Faust II in Weimar: Inszenierung des Jahres
faust2 in weimar ist die inszenierung des jahres. nachdem man das gesehen und verstanden hat, MUSS man übers theater anders denken. neu sehen. ich bin restlos beglückt und allen dankbar, die diesen regisseur weiter unterstützen werden. danke im voraus. am 30.04. läuft die nächste vorstellung in weimar. geht alle hin.
Chétouanes Faust II: heute zum letzten Mal, tragisch!
Mit der Unterstützung ist es ersteinmal aus - in die Knie gegangen wurde es heute zum letzen Mal gespielt.
Dieses Stück hat viel bewegt, mehr auch als Faust I. Es ist schade drum, tragisch.
Chétouanes Faust II: Wenn es niemand sehen möchte
na ja, wenn es niemand sehen möchte muss man es ja auch nicht spielen. und ob es die Schauspieler so gerne spielen, würde mich auch mal interessieren. Und anders denken muss man über das Theater nach dieser Aufführung tatsächlich. Aber das ist nicht so gut fürs Theater. Auf einer performativen Kleinkunstbühne einer imaginären Grossstadt mit einem Zuschauerraum für 10, ok, sagen wir 50 Zuschauern ist das ganze dann wohl doch besser aufgehoben.
Chétouanes Faust II: zu schnell abgesetzt
Warum diese grandiose Inszenierung so schnell abgesetzt wird, zeigt die Feigheit einer Theaterleitung, die nicht einer neuen Ästhetik traut, sondern den Muff der alten Tage konserviert, trotz Bedeutungsgehuber aus der Giessner Schule. Vielen Dank Frau Fähnchen im Winnacker
Cétouanes Faust II: im Verkannte-Künstler-Himmel
Na ja, sie zeigt vielleicht aber auch die Intellligenz des Publikums, dass diese "Inszenierung" nicht sehen möchte und deswegen früh geht, anderen abrät. Darauf muss eine Theaterleitung dann ja wohl reagieren. Die Motivation eines Schauspielensembles steigt ja nicht gerade, wenn man immer vor leerem Haus spielt. Abgesetzt klingt gleich auch wieder so aufgeregt, fast schon nach Zensur, was diese Veranstaltung schon wieder in diesen verkannter Künstler Himmel hebt.Denn gibt es ja auch auf den Hinterhofbühne unserer imaginären Großstadt. Wenn es in einem Theater mit 50 Zuschauern läuft muss es auch nicht abgesetzt werden. Ein grosses, subventioniertes Theater funktioniert nun mal anders.

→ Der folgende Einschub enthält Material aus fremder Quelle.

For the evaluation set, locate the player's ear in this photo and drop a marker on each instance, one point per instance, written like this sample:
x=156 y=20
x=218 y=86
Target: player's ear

Chétouanes Faust II: todlangweiliges Theater fürs Feuilleton
kann die claque endlich aufhören ? die inszenierung war schlecht, bedeutungshuberisch, unnispiriert, angeberisch und vor allem hat es die menschen nicht erreicht. chetouane mag theater fürs feuilleton und proseminar machen und an der presseschraube drehen, sein theater ist aber vor allem eins: todlangweilig
Chétouanes Faust II: Und die, die erreicht wurden?
und wer sind "die menschen", die nicht erreicht wurden? und was ist mit den menschen, die (auch hier haben sich ja ein paar geäußert) doch erreicht wurden? oder sind das keine menschen? fragen über fragen...
Chétouane ist Schleef für Arme
immerhin an mir dreht er ganz gut :-)) man beachte: alle feierartikel in der TDZ von seinem jünger s.kirsch.
das ist schleef für arme.
Chétouanes Faust II: Hier spielen Egos sich selbst
dieses stück spiegelt uns und führt dann nicht weiter, alice im wunderland-eingeschlossen und ausgesperrt.
hier spielen egos sich selbst, in dem glauben mir mein ego vorhalten zu können- das spektakel der egozentrik die sich in umkehrungsästhetik doch wieder der gängigen subästhetik zuwendet und so tut, als ob sie an wahrem blick in die tiefe interessiert sei. übrig bleibt etwas das anfangs sehr tief schimmerte und dann doch eine pfütze war- schade eigentlich, denn mit mehr interesse am abgründigen der egos, auch der egos auf der bühne, hätte das stück wirklich interessant werden können. nur mut ihr fische, geht tauchen!